Fuel-cell technology-based breath analyzers

  • Fuel-cell technology-based breath analyzers are devices used for the detection and measurement of alcohol and other volatile substances in a person’s breath. 
  • These analyzers operate on the principle of electrochemical reactions within a fuel cell to determine the concentration of specific substances, primarily ethanol (alcohol) . It works based on the oxidation of alcohol (ethanol) within a fuel cell. When a person blows into the device, the exhaled breath is exposed to the fuel cell’s electrodes. Ethanol in the breath reacts with oxygen in the air, generating an electric current. 

Karman Line

  • The Kármán line is a proposed conventional boundary between Earth’s atmosphere and outer space set by the international record-keeping body FAI (Fédération aéronautique internationale) at an altitude of 100 kilometres (54 nautical miles; 62 miles; 330,000 feet) above mean sea level 
  • Anyone individual who crosses this line qualifies as an astronaut.
  • It has no particular physical meaning, in that there is no noticeable change in the characteristics of the atmosphere across it, but is important for legal and regulatory purposes, since aircraft and spacecraft are subject to different jurisdictions and legislations. International law does not define the edge of space, or the limit of national airspace. 
  • The Kármán Line was established to regulate airspace. It marks, roughly, the altitude beyond which a traditional aircraft can’t fly. Any aircraft flying beyond it needs a propulsion system to pull away from the earth’s tug.
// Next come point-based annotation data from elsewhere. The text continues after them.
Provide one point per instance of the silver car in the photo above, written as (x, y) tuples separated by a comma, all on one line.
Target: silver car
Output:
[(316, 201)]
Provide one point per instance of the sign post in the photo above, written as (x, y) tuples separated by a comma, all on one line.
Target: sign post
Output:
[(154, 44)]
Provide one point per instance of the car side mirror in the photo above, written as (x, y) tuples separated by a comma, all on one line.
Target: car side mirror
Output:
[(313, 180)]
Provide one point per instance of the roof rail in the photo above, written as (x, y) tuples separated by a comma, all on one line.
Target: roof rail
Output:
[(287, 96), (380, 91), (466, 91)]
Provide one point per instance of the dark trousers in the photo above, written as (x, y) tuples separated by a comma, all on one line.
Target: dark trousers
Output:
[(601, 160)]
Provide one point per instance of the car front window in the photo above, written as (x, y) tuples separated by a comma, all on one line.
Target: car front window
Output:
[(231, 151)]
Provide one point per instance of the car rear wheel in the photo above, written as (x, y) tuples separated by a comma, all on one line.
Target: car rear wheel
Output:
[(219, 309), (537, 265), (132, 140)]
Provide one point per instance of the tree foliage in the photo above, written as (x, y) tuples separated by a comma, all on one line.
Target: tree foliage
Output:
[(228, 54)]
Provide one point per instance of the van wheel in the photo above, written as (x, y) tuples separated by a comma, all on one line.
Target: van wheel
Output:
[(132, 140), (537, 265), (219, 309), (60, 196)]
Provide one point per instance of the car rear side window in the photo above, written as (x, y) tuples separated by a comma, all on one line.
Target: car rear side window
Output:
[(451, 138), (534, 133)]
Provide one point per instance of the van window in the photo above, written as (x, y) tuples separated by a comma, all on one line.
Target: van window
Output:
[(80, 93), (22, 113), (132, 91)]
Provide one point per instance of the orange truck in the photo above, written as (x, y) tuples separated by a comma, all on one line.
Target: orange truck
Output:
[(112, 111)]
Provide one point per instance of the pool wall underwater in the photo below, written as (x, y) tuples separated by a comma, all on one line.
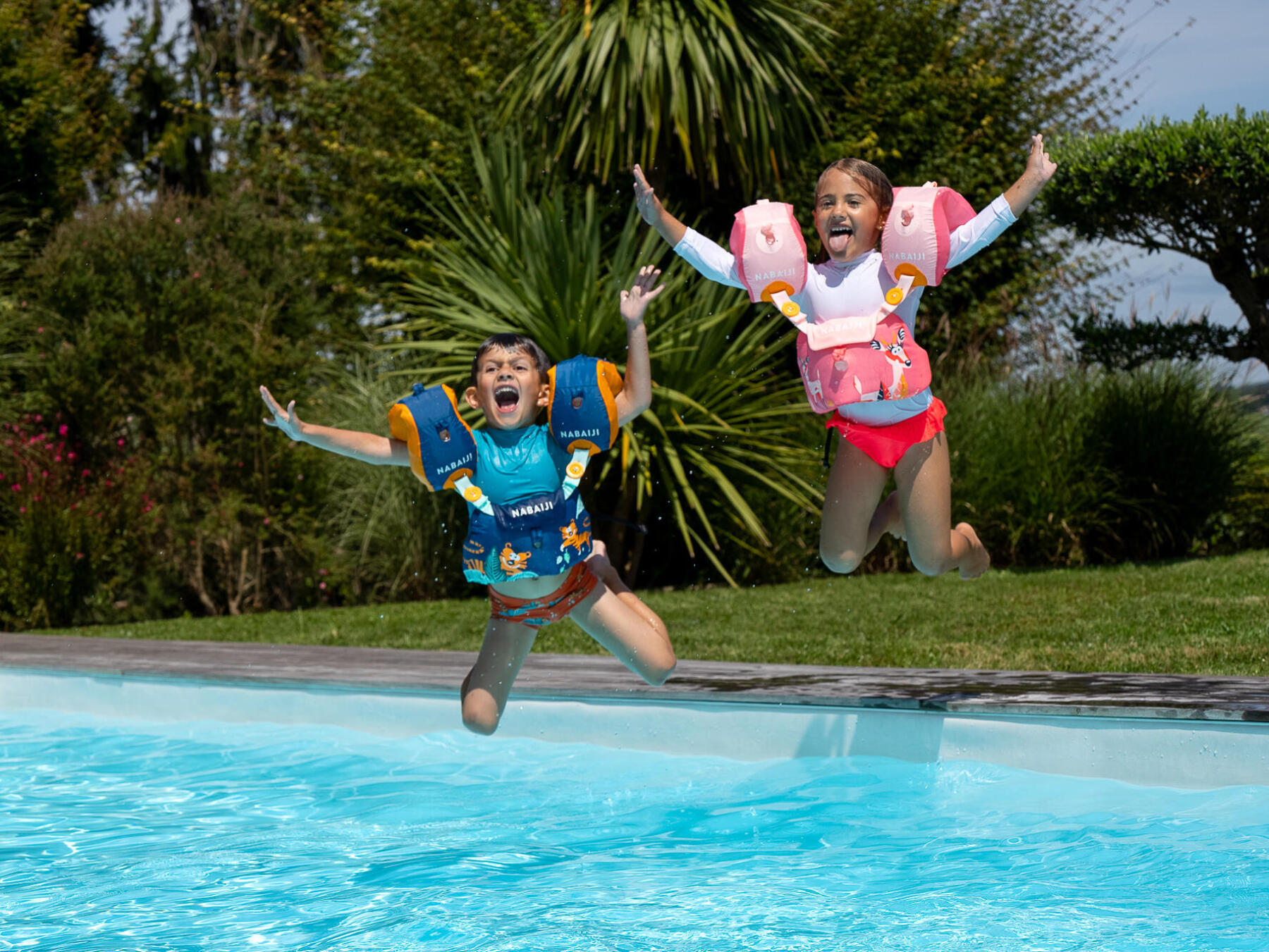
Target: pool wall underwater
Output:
[(1174, 750)]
It also acts as a legal reference that separates airspace that a country can claim to own from space itself, which is governed like international waters.

Concarpus trees

  • Conocarpus is a genus of two species of evergreen flowering plants in the family Combretaceae, native to tropical regions of the world. One of the species is a widespread mangrove species, and the other is restricted to a small area around the southern Red Sea coasts, where it grows alongside seasonal rivers. 
  • They are dense multiple-trunked shrubs or small to medium-sized trees from 1 to 20 m tall. 
  • It is widely used in public spaces for its ornamental looks but is known to have negative effects on the local biodiversity.